We are a newly married couple in our mid-20s eager to create a well-structured financial portfolio that aligns with our life milestones and ambitions. Our combined monthly income is Rs 1.5 lakh. We wanted advice on how early we should buy life insurance. Are there any policies where we can get maturity proceeds, or can we start a few years later?
By Akshay Dhand, Appointed Actuary, Canara HSBC Life Insurance
As a newly married couple in your mid-20s, it is good to think about the future filled with career growth, mortgages, starting a family, and other exciting milestones. Managing these needs urgently demands the creation of a solid, well-structured financial portfolio. With your combined monthly income at Rs 1.5 lakh, you are at a significant economic advantage to start this journey and achieve your financial goals and ambitions.
One financial investment you should highly consider is Life Insurance. The question often arises: ‘How early should we buy life insurance?’ The short answer to this is as soon as possible, yet you will need to understand the reasons behind this strategy completely.
Life insurance becomes more expensive as you age due to the increased health risks. Hence, purchasing it when you're young and presumably healthy equates to reduced premium costs. Acquiring life insurance early also ensures financial security for your partner in an unfortunate event.
Different types of life insurance policies serve various purposes. For instance, Term Insurance offers death risk coverage for a specific period. However, it does not provide maturity benefits if the insured outlives the policy term. On the other hand, you may consider policies such as Endowment Plans or Unit-Linked Insurance Plans (ULIPs), which provide a death benefit and a maturity benefit if the insured outlives the policy term.
The whole life or endowment plans come with long-term savings and investment benefits. Starting early allows your policy more time to accumulate cash value, offering potential financial gains in the future. Furthermore, life insurance can cover any outstanding loans or debts, easing potential financial burdens on your family.
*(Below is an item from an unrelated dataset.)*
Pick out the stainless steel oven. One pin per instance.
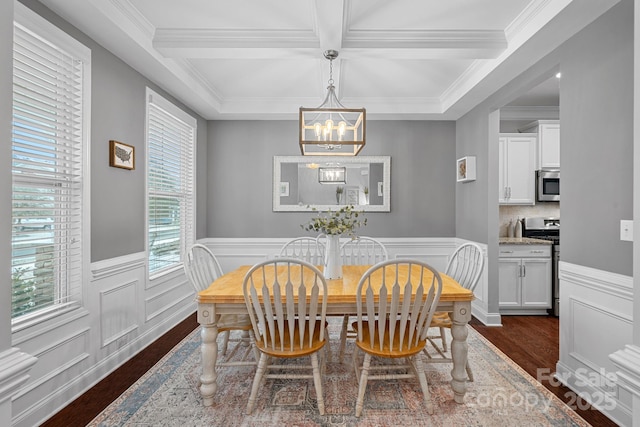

However, getting life insurance doesn’t equate to an early retirement plan. It secures your loved one’s financial well-being in your absence, providing a safety net.
Also read: 10 practical tips for saving money on a tight budget
Strike a balance in your portfolio, including investments offering risk cover and wealth creation opportunities. Remember that life insurance is just one facet of a comprehensive financial plan that should include savings, investments, and retirement plans that align with your life's milestones and aspirations.
Financial planning is not a one-size-fits-all scenario. It demands personalized strategies reflecting your lifestyle, financial goals, and risk tolerance. As a young couple with a decent income, making wise, timely decisions will make it easier for you to achieve your financial milestones. Also, look for other financial avenues to build a corpus for retirement and other financial goals.
This way, defining your long-term goals will guide you in choosing the right life insurance coverage for your future endeavours.